1. LLM Classifier 部署
1.1 架构概览
LLM Classifier 是在 kgateway 后运行的 Python FastAPI 基础轻量路由器。接收客户端(Aider、Cline 等)的 OpenAI 兼容请求,分析提示词内容,自动代理到 weak(SLM)或 strong(LLM)后端。
核心特性:
- 客户端使用
model: "auto"(或任意模型名)请求 — 无需感知模型选择 - 基于关键词匹配 + 令牌长度 + 对话轮数的分类
- 使用 Langfuse OTel SDK 直接发送 trace
- 容器镜像小于 50MB(FastAPI + httpx)
1.2 分类逻辑(extproc_http.py)
"""LLM Classifier — 基于提示词的自动模型路由"""
import os, httpx
from fastapi import FastAPI, Request
from fastapi.responses import StreamingResponse
app = FastAPI()
# --- 分类配置 ---
STRONG_KEYWORDS = [
"重构", "架构", "设计", "分析", "优化", "调试", "迁移",
"refactor", "architect", "design", "analyze", "optimize", "debug",
"migration", "complex", "performance", "security", "review",
]
TOKEN_THRESHOLD = 500
TURN_THRESHOLD = 5
# --- 后端配置 ---
WEAK_URL = os.getenv("WEAK_BACKEND", "http://qwen3-serving:8000")

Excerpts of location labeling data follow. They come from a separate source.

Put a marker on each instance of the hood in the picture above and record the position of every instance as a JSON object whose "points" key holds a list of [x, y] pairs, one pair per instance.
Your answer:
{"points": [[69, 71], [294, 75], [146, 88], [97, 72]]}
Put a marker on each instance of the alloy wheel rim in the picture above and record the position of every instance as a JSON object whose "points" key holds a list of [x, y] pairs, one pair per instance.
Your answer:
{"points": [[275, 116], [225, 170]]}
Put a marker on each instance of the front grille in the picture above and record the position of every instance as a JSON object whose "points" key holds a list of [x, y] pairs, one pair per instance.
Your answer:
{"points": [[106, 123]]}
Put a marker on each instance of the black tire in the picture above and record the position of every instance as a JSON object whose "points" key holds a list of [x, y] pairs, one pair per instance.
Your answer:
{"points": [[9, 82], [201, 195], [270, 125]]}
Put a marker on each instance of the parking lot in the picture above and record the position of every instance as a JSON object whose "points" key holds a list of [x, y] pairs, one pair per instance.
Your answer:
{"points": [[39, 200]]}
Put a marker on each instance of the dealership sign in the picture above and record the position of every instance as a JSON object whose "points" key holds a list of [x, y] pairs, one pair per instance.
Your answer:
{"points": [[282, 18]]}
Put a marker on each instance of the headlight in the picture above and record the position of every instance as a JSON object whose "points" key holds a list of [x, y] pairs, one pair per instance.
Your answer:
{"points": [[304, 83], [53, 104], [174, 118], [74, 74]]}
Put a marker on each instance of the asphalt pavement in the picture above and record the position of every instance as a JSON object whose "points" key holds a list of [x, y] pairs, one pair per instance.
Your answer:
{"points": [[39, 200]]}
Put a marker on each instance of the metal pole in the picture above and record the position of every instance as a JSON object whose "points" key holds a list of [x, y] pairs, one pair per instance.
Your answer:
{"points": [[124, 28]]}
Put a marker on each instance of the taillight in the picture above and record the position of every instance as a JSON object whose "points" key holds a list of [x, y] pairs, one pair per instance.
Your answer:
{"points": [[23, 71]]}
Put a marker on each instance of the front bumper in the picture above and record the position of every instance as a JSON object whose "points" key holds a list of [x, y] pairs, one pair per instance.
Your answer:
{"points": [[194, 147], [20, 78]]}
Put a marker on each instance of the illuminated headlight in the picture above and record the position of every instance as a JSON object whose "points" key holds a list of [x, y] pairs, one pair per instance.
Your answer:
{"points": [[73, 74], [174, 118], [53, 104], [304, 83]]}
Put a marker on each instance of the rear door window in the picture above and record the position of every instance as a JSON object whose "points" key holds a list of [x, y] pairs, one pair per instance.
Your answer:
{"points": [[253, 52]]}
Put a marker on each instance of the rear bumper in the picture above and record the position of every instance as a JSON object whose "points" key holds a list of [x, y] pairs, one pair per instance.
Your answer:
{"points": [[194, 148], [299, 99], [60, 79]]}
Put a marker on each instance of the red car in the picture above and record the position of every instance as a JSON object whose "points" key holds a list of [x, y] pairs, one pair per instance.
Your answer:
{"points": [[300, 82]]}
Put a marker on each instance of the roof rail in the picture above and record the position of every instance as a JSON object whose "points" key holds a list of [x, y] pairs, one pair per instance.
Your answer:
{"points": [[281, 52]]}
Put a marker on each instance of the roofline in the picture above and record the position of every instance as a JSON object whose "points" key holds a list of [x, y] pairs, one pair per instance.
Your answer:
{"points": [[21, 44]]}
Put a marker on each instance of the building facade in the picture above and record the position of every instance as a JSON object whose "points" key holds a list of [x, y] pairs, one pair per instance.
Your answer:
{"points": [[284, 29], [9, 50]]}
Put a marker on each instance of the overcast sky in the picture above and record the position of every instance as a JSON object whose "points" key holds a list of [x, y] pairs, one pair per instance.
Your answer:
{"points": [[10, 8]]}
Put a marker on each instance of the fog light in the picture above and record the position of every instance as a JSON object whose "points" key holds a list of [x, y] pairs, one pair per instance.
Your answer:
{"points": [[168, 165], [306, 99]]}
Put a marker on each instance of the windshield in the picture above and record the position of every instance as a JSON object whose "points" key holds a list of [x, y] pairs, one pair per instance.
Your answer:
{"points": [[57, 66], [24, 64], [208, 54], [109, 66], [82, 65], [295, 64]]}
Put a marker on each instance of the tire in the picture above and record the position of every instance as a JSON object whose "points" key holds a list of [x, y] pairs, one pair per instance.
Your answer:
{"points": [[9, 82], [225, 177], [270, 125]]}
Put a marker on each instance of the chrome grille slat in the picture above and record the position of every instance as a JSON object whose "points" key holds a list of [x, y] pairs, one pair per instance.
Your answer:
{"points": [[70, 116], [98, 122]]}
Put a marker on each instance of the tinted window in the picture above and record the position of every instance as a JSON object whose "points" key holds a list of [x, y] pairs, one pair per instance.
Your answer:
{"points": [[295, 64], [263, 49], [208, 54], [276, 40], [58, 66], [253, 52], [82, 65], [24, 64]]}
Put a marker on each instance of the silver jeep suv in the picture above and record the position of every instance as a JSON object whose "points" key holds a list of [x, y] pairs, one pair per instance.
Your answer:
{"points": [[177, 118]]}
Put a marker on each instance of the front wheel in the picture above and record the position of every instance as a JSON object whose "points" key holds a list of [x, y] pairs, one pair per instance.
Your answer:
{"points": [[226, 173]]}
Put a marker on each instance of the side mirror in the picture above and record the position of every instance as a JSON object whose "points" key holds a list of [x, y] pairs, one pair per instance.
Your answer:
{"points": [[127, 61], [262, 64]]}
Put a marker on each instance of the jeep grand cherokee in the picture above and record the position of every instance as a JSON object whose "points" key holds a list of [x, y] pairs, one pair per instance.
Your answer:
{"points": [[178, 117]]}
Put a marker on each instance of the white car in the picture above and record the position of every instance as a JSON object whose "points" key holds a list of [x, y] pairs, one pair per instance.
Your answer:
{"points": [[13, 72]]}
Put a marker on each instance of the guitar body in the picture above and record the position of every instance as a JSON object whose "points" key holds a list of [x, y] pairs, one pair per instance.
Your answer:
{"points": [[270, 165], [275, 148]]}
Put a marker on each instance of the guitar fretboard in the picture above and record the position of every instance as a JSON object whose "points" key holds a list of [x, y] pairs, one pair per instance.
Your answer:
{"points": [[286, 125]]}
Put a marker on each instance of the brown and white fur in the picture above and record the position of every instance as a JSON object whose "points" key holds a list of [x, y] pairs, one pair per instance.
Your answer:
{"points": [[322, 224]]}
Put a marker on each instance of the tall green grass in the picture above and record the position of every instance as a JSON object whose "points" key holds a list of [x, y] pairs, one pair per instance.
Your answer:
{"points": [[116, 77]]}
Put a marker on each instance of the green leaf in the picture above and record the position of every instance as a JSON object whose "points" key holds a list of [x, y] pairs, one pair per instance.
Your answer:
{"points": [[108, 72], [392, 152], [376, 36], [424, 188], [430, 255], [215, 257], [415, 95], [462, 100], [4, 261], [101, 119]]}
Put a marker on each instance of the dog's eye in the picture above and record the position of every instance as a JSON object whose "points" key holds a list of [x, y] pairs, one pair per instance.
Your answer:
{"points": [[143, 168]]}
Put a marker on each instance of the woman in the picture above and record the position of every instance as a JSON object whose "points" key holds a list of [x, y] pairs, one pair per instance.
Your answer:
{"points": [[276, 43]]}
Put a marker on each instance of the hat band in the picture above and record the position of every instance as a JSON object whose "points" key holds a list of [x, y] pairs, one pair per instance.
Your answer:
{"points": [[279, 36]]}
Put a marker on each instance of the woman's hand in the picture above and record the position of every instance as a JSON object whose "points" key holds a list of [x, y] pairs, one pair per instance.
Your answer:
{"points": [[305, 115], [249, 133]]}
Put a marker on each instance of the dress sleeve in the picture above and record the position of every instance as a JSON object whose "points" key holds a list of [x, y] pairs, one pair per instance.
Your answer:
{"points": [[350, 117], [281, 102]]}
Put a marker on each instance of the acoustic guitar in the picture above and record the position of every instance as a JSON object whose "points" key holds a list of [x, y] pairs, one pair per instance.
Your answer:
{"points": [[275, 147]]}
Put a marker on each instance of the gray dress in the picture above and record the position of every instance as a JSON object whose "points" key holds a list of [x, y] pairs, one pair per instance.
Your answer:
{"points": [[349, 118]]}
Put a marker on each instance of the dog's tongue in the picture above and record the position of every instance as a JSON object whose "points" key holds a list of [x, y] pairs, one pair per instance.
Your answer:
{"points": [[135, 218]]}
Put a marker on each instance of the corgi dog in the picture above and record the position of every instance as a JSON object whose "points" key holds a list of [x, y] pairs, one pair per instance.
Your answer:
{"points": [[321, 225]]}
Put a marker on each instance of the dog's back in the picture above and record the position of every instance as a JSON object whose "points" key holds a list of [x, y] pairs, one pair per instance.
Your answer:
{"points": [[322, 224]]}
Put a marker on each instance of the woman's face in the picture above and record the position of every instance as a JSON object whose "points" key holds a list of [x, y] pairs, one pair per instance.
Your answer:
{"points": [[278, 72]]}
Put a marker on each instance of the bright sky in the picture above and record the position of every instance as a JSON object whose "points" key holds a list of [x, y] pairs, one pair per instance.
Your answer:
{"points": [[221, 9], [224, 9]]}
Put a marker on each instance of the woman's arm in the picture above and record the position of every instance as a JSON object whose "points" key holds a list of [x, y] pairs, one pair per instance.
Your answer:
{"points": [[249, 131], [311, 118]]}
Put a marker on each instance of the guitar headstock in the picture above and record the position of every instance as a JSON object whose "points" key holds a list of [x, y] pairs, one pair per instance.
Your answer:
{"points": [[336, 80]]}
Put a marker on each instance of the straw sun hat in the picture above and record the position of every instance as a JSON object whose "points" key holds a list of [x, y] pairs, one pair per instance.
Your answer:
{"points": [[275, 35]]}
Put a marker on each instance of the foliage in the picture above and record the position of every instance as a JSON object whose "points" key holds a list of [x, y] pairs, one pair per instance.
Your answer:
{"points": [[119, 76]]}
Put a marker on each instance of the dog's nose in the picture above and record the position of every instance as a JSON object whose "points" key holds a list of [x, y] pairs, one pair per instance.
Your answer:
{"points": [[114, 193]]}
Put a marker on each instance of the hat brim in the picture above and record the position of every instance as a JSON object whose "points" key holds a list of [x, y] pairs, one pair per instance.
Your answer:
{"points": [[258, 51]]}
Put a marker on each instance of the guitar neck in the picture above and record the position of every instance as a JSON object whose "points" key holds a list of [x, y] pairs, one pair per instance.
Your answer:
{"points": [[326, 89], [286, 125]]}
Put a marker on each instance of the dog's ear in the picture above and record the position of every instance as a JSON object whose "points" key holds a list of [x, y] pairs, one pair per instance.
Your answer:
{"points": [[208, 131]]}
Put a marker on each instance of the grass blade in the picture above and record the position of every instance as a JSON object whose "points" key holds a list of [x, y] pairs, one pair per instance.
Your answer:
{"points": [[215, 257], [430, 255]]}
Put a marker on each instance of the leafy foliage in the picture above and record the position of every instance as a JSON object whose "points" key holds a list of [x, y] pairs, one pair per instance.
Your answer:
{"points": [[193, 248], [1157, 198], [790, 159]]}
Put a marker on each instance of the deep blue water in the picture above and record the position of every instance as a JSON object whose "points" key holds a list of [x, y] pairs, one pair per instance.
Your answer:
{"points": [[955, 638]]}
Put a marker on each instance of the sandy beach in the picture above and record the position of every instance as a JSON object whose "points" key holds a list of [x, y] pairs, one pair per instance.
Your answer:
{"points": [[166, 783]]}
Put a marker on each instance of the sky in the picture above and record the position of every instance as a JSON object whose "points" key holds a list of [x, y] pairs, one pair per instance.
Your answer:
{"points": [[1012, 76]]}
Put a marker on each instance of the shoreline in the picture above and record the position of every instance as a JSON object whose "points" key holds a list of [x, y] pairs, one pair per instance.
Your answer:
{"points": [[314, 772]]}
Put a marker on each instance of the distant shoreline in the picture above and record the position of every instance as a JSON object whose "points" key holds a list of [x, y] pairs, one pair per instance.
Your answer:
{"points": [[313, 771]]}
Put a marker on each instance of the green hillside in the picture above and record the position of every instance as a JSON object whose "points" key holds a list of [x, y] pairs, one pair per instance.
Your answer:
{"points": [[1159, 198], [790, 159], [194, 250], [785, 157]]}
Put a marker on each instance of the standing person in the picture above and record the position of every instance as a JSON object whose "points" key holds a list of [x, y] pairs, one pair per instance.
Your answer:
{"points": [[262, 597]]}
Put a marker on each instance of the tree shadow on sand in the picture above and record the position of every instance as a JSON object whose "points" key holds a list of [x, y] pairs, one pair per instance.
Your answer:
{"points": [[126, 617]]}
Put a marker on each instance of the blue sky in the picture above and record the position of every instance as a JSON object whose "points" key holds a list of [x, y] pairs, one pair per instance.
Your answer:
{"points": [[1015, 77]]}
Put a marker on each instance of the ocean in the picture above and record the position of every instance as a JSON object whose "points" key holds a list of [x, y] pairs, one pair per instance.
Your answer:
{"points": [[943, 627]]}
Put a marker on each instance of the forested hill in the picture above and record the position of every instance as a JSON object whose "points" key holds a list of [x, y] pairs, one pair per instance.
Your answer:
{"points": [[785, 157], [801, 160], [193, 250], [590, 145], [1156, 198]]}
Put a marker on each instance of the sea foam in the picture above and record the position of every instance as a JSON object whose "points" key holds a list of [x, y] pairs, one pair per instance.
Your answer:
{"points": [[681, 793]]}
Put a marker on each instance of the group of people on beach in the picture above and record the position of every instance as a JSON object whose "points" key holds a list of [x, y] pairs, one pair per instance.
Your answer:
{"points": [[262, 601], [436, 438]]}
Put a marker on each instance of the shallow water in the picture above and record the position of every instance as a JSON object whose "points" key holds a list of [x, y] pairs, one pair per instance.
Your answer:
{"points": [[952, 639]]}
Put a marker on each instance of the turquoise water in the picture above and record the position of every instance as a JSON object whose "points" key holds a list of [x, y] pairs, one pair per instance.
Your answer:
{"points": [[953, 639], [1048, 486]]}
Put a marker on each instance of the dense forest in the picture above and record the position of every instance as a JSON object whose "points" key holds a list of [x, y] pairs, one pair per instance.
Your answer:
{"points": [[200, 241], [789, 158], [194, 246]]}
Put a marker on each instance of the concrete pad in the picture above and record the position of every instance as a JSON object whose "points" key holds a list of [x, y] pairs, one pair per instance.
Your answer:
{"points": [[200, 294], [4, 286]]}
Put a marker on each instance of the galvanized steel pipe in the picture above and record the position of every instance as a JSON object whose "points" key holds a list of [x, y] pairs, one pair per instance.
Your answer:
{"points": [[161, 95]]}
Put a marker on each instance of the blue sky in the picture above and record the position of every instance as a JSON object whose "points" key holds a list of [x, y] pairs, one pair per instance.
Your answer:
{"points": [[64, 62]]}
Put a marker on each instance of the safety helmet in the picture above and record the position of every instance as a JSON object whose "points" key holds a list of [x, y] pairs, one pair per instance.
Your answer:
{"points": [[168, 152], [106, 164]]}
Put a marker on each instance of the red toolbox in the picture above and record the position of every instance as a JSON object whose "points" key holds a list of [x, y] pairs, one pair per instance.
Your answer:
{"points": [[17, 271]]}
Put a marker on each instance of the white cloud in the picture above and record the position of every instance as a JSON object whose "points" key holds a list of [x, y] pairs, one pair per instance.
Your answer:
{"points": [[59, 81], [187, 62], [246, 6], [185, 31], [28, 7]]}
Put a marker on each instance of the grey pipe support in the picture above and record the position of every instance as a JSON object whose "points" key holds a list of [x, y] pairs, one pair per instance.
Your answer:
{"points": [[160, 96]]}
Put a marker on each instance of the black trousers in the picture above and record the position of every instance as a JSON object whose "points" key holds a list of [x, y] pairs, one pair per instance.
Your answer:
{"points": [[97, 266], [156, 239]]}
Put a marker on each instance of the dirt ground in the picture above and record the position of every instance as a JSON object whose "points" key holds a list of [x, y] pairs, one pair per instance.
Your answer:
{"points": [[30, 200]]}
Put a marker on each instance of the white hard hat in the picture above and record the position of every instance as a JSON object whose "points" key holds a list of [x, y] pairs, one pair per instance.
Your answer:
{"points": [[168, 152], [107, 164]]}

STRONG_URL = os.getenv("STRONG_BACKEND", "http://glm5-serving:8000")
def classify(messages: list[dict]) -> str:
"""分析提示词内容 → weak / strong 决策"""
content = " ".join(
m.get("content", "") for m in messages if m.get("content")
)
lower = content.lower()
# 1. 关键词匹配
if any(kw in lower for kw in STRONG_KEYWORDS):
return "strong"
# 2. 输入长度
if len(content) > TOKEN_THRESHOLD:
return "strong"
# 3. 对话轮数
if len(messages) > TURN_THRESHOLD:
return "strong"
return "weak"
@app.api_route("/v1/{path:path}", methods=["POST"])
async def proxy(path: str, request: Request):
body = await request.json()
messages = body.get("messages", [])
tier = classify(messages)
backend = STRONG_URL if tier == "strong" else WEAK_URL
target = f"{backend}/v1/{path}"
async with httpx.AsyncClient(timeout=300) as client:
if body.get("stream"):
req = client.build_request("POST", target, json=body)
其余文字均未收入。